Heads up! Azure Canaries are currently in Beta.
Are you interested in our Azure Canaries, or already have them deployed but have some questions? This page sketches out the way that we ship Azure Canaries to you. In comparison to AWS and GCP, Azure has a little more complexity for sharing virtual machine images, but we've worked hard to make this as painless as we know how.
You can easily exchange any of your current birds for an Azure one if you don't have spare licenses, or simply purchase a few more.
Getting access to Azure Canaries in your Canary Console is straightforward. Simply contact Support (hint: use the green "?" on this page), and send us your Azure Tenant ID plus the regions in which you want to run Azure Canaries. That's it, we'll do the rest. Go on, do it now.
You can find your Azure Tenant ID by logging into the Azure Portal, browsing to "Azure Active Directory", clicking "Properties", and copying the "Directory ID", also known as the Tenant ID:
We need your Tenant ID to share an image gallery with your Azure account.
Apps and Shared Image Galleries
The basic idea for shipping Azure Canaries is that we create a custom Virtual Machine Image for your organisation, residing in a Thinkst Azure account. We then share it with your Azure account, in the regions you choose.
We follow Microsoft's standard approach for sharing Images across tenants.
This means creating the VM Image, placing it in a Shared Image Gallery replicated into the regions you want, registering a new App, giving the App access to the Shared Image Gallery, creating credentials on the App, and sharing the credentials with you. This lets you (as the Canary customer) obtain access tokens to the Canary App which by extension give you access to the VM Image. You'll also authorise the Canary App to read your email address.
It's a little convoluted, but... well..., Microsoft. Amirite?
Fortunately we hide most of this from you. You'll need to perform a once-off App authorisation step, and thereafter we help you with a short wizard that generates the commands you need to run to launch VMs inside your own Tenant and Subscriptions.
If you've already sent us your Tenant ID and we've enabled Azure for you, head over to How do I launch an Azure Cloud Canary.

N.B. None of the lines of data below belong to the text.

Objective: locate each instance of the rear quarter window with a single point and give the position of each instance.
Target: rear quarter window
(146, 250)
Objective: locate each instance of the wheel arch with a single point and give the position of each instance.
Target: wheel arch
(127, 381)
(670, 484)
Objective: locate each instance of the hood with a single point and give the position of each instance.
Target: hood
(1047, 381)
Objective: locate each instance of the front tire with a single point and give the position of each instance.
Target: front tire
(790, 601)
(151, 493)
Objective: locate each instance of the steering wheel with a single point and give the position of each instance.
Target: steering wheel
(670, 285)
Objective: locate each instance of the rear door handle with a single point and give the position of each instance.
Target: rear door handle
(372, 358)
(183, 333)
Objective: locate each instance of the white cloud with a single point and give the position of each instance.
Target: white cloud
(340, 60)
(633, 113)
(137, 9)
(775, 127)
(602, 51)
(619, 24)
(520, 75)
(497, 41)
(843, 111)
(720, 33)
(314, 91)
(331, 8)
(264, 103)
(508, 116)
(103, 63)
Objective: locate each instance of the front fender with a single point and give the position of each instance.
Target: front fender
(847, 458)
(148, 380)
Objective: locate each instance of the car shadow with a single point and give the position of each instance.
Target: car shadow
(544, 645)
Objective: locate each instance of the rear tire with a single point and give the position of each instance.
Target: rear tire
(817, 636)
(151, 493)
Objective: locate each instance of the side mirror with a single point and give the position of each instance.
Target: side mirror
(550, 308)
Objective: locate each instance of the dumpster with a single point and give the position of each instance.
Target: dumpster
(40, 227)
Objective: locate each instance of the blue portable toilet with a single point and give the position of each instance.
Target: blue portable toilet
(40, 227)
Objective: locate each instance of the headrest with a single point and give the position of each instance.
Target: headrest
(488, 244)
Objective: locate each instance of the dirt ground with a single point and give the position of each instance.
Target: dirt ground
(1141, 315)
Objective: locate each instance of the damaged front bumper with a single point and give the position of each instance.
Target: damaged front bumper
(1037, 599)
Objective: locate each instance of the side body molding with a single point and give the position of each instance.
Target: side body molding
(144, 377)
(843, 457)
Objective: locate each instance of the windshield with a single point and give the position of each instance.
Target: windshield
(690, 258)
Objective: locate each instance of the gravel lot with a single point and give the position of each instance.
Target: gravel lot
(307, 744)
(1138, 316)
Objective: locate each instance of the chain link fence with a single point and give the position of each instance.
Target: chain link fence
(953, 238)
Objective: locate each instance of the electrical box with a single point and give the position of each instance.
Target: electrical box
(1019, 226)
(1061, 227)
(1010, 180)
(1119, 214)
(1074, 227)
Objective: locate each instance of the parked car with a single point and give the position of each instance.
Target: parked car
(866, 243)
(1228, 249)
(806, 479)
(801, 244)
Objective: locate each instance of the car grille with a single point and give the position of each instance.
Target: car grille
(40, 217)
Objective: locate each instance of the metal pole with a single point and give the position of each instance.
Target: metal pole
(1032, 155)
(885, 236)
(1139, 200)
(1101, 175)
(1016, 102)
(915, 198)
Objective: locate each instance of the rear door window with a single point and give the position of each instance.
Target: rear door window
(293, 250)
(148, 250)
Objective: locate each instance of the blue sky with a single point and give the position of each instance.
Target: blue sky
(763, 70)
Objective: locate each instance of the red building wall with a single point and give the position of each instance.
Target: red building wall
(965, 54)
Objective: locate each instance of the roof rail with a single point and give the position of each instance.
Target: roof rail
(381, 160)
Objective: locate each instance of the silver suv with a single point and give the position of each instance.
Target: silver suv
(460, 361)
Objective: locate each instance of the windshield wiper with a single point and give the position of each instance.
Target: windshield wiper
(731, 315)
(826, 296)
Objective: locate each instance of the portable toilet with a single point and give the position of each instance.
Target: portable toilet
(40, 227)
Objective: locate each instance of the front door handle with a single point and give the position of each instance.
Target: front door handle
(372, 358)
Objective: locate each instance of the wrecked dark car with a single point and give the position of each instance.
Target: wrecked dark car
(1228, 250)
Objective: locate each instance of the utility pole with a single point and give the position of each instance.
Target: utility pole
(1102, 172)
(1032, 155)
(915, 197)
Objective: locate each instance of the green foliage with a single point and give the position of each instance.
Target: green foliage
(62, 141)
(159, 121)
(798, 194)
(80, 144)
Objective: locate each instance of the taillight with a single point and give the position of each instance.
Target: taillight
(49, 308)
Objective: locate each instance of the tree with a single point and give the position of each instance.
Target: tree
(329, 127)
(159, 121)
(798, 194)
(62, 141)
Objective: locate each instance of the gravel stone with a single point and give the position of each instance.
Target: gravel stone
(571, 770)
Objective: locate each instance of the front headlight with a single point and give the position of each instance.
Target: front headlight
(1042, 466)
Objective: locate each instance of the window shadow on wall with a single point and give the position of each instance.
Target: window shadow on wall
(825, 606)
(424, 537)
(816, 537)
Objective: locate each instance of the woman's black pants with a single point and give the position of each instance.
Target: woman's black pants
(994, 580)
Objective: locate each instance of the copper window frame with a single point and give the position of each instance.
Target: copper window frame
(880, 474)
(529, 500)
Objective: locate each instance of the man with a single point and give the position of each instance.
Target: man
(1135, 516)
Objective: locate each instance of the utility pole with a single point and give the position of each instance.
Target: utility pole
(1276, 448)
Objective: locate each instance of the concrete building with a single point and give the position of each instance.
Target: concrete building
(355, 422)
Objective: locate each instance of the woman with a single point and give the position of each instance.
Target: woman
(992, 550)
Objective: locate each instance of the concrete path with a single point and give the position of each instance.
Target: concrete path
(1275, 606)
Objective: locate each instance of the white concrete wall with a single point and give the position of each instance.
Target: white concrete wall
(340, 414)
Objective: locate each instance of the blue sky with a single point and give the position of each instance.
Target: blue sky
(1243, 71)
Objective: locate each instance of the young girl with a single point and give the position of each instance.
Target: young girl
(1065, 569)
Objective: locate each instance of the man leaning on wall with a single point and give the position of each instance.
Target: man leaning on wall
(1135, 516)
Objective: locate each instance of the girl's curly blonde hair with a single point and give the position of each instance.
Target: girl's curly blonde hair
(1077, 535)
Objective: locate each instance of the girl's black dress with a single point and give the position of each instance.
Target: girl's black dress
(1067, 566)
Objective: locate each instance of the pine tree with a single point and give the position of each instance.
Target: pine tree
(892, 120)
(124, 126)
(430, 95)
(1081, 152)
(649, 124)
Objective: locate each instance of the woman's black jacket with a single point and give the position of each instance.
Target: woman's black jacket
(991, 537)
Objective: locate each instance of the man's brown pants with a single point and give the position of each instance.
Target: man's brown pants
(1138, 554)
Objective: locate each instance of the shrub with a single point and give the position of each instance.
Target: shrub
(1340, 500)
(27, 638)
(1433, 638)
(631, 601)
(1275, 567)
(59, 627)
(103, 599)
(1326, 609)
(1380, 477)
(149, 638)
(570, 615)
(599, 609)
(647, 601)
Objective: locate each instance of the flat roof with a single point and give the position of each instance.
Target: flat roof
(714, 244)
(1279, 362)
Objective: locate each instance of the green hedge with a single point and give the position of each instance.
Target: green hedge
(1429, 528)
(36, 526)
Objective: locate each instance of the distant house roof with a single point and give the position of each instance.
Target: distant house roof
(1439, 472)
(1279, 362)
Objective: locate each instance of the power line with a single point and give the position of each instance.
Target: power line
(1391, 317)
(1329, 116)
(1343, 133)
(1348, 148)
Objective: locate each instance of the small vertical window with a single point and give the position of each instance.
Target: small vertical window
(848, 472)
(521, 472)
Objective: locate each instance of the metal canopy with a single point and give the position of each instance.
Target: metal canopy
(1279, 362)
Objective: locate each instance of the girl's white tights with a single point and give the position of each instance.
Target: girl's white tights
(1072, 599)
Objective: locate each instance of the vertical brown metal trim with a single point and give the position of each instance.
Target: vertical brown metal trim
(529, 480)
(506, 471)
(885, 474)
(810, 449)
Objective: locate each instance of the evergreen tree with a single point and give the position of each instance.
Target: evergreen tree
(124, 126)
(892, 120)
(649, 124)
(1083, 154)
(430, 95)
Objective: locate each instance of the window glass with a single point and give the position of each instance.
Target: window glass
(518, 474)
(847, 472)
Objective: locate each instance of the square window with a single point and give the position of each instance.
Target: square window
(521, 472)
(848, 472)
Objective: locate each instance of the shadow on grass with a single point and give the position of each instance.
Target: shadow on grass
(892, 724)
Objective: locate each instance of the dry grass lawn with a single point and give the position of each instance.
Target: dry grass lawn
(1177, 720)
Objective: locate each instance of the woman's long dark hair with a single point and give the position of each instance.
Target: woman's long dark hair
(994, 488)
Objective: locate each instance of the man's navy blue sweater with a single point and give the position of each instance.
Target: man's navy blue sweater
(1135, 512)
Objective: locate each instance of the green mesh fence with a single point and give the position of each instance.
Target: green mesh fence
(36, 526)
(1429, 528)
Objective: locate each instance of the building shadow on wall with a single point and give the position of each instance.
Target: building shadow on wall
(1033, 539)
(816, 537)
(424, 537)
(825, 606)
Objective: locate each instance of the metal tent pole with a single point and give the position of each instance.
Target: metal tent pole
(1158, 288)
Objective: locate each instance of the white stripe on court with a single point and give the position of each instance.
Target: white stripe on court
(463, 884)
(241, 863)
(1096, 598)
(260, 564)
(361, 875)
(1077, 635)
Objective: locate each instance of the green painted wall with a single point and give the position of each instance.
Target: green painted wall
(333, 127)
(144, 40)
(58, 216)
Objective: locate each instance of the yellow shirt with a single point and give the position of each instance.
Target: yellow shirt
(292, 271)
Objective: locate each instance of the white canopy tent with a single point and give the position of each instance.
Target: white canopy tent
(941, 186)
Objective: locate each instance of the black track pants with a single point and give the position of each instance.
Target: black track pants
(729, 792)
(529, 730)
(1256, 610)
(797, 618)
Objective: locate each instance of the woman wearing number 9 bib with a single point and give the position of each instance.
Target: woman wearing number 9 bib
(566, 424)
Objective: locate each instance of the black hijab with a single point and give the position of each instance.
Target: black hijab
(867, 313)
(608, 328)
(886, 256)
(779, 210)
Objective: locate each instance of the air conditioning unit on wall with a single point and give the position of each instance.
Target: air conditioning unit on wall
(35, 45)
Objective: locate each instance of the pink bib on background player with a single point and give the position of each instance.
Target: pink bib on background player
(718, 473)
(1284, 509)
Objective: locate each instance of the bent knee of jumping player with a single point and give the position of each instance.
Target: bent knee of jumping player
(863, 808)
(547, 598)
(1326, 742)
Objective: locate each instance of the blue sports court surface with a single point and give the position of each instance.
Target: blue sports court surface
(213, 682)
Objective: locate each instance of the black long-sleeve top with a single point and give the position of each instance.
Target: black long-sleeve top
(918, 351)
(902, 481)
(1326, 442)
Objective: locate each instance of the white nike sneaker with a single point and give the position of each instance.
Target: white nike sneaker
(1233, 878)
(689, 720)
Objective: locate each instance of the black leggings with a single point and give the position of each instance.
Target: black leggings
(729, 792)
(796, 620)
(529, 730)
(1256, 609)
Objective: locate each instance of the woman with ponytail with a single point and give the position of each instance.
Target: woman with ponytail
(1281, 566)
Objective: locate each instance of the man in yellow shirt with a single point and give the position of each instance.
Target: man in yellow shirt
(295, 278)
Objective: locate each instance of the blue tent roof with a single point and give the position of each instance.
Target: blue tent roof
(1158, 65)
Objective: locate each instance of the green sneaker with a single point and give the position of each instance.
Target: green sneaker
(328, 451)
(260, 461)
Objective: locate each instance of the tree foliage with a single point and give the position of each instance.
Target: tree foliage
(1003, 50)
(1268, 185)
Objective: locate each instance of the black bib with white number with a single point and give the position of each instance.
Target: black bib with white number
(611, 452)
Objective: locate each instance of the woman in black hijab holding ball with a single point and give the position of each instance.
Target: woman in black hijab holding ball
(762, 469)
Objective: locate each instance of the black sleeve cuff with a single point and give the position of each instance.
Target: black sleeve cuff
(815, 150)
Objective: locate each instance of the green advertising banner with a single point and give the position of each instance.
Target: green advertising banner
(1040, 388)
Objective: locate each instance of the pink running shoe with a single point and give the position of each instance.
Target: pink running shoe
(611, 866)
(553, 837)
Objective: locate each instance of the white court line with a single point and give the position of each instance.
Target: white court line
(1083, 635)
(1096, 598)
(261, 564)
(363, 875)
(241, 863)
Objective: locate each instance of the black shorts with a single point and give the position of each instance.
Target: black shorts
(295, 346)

Like other Cloud Canaries, a registered, but offline, Cloud Canary will still occupy a license. If you've terminated a bird inside of Azure, don't forget to decommission it on your Canary Console too.
The new VM will be launched into a Resource Group in your Azure Tenant. If the Resource Group does not yet exist, then our deployment wizard will help you with the necessary commands, and you can ignore the rest of this section.
However, if you want to launch into a Resource Group which already exists, then you'll need to ensure that the Canary App has been granted the Contributor role on the Resource Group before running our deployment commands. This is described in more detail in the Azure documentation (search for "give the app registration access to the resource group"), but here's the steps you'll need to take:
- Make sure you've authorised the Canary App, using the link in the first step of the deployment wizard.
- Sign into the Azure Portal and browse to the Resource Groups.
- Select the existing Resource Group you want to launch the Azure Canary into, and then select Access control (IAM). Under Add role assignment select Add.
- Under Role, type Contributor.
- Under Assign access to:, leave this as Azure AD user, group, or service principal.
- Under Select type ThinkstCanary. This will search for the App you've authorised then select it when it shows up in the list. When you are done, select Save.
At this point the Resource Group is now accessible to the Canary App for launching VMs.
The Azure Portal web interface does not support viewing or deploying cross-tenant images. Instead, you need to use the CLI.
For most folks this isn't a problem as they rely on the Azure CLI in any case.